Money is also somewhat limited as well as complexity. I would consider myself intermediate to advanced in the ways of electronics but I'd rather not make this a larger task than necessary. Most of my experience is in the field of digital electronics, not audio, so designing my own schematic is pretty much out of the question.

I have read that class D amplifiers are the most efficient, am I correct in that I should find a design using this class?

Also, am I right that horns tend to be high efficiency? If not, I think I will probably want to use speakers I already have, I don't know if I can afford buying speakers for this purpose only...

paulb 9th May 2005 06:14 PM

Yes, Class D designs would be the most efficient. And I think you're right about horns as well.

darkfenriz 9th May 2005 08:57 PM

efficiency of class D is very helpful above 100W or so.
If you need lower power there is hardly any point in building complicated switching amp.
About horns you are absolutely right.

Dwiel 9th May 2005 09:34 PM

Hmm, so I guess I shouldn't worry all that much about the amplifier type so much. I have been looking into horms and have found, as I expected, that they don't have a very low frequency response range. I would like to hear the bass and so I guess I will need to have a bass driver of some kind. From what I have seen, all high efficiency speakers that have the freq response I am looking for to cover what the horms can't (40 - 3,00) tend to be rather expensive. What is the best way for me to cover this range with the best efficiency and lowest cost? Sound Quality isn't terribly important, although I would like to stay away from the worst sounding ones. I was thinking that maybe some kind of car speaker would be good for me? Some have horn tweeters to cover the high range. They would also tend to be smaller, which is good because I am hoping to have a semi-portable setup in the end.

Thanks for the help!


ilimzn 9th May 2005 10:18 PM

Hm, if you were building speakers exclusively for this project, as well as an amp for them, then using 5th order ported boxes would be the way. Horns are much more efficient but need to be very large for good bass response.
Also, for efficient amps you may want to look at class G (rail commutation) amps. Sanyo actually makes some hybrid circuits that are fairly easy to use that implement this topology. Still, class D would be the ultimate efficiency-wise. There are several manufacturers (a few you can get to through this site) that offer finished modules - add power supply, input pot and enclosure + connectors, and you are set.

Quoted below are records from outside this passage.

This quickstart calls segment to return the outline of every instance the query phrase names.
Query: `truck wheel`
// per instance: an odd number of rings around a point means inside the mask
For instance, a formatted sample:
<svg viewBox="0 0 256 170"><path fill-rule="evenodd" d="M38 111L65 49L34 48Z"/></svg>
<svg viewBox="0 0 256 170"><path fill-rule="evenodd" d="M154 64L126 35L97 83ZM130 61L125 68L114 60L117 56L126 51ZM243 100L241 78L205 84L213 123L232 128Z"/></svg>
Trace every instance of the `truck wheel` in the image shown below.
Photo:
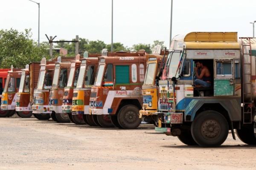
<svg viewBox="0 0 256 170"><path fill-rule="evenodd" d="M38 120L48 120L51 118L49 113L47 114L33 114L35 117Z"/></svg>
<svg viewBox="0 0 256 170"><path fill-rule="evenodd" d="M192 122L191 134L197 144L203 147L221 145L228 134L228 124L225 117L214 110L204 111Z"/></svg>
<svg viewBox="0 0 256 170"><path fill-rule="evenodd" d="M101 127L101 125L99 123L99 122L98 122L98 119L97 119L97 115L93 115L93 122L97 126Z"/></svg>
<svg viewBox="0 0 256 170"><path fill-rule="evenodd" d="M139 117L140 110L134 105L123 106L117 114L117 120L123 129L136 129L140 124L141 119Z"/></svg>
<svg viewBox="0 0 256 170"><path fill-rule="evenodd" d="M83 119L83 115L81 114L72 115L73 123L76 125L86 125L86 123Z"/></svg>
<svg viewBox="0 0 256 170"><path fill-rule="evenodd" d="M116 127L122 128L122 127L120 125L118 121L117 121L117 116L116 115L111 115L110 116L110 119L111 122Z"/></svg>
<svg viewBox="0 0 256 170"><path fill-rule="evenodd" d="M15 110L7 110L7 117L12 117L15 114Z"/></svg>
<svg viewBox="0 0 256 170"><path fill-rule="evenodd" d="M99 124L103 128L113 128L115 125L112 123L111 120L107 114L97 115L97 119Z"/></svg>
<svg viewBox="0 0 256 170"><path fill-rule="evenodd" d="M18 111L17 114L22 118L29 118L32 116L33 113L32 111Z"/></svg>
<svg viewBox="0 0 256 170"><path fill-rule="evenodd" d="M0 110L0 117L6 117L8 115L7 110Z"/></svg>
<svg viewBox="0 0 256 170"><path fill-rule="evenodd" d="M86 120L87 124L90 126L97 126L97 124L96 124L93 121L93 115L90 114L83 114L83 118L84 118L84 119Z"/></svg>
<svg viewBox="0 0 256 170"><path fill-rule="evenodd" d="M256 144L253 124L241 126L240 129L236 129L236 135L242 142L248 144Z"/></svg>
<svg viewBox="0 0 256 170"><path fill-rule="evenodd" d="M56 113L54 112L52 112L51 113L51 117L52 119L52 120L56 122L58 122L58 120L56 118Z"/></svg>
<svg viewBox="0 0 256 170"><path fill-rule="evenodd" d="M191 131L190 130L182 131L180 135L178 136L177 137L181 142L187 145L193 146L197 145L192 137Z"/></svg>
<svg viewBox="0 0 256 170"><path fill-rule="evenodd" d="M56 119L60 123L69 123L70 120L68 117L68 114L66 113L56 113Z"/></svg>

Nelson Pass 9th May 2005 10:20 PM

Try a Fostex FE206E. They are only a few bucks, and
have enough efficiency and will sound good for your application.
You'll scare the wildlife with a 2 watt amp, and a small bass reflex
enclosure will make it down to 50.

amplifierguru 10th May 2005 08:23 AM


Use speaker efficiency ( some are 100dB wide range) with bass reflex and Q=2 , thenpower it all from a car amp recharged from a solar panel. Party AND save the planet ( and scare the wildlife!)

AndrewT 10th May 2005 02:35 PM

I second the idea of using high efficiency speakers. At least 94db/watt. Be carefull to not confuse db/2.8v which can use lots of power if the impedance is low.
Fewer components in the xover helps efficiency and similarly fewer speakers helps in this regard.
A well designed classB with the driver stage optimised for low current consumption (opamp?) and low Iq should also be helpfull.

ilimzn 10th May 2005 02:44 PM


Originally posted by AndrewT
...fewer speakers helps [efficiency]
Not at all. Consider that two identical speakers in series produce the same SPL at half the power... which is the key to array efficiency.

AndrewT 10th May 2005 03:05 PM

Hi ilimzn,
same driving voltage with double the series impedance gives half absorbed power.
You say the two speakers in series will give 3db more SPL at the same driving voltage. Can you clarify that?
However, I was talking about a multi passband xover with dedicated speakers to each passband. I think that the extra complexity of the xover for multi passband will waste power in the xover due to extra resistors and inductors. Adding zobels to tailor the drive unit impedance will also reduce overall efficiency.
Avoid these and I believe that the speaker efficiency will improve.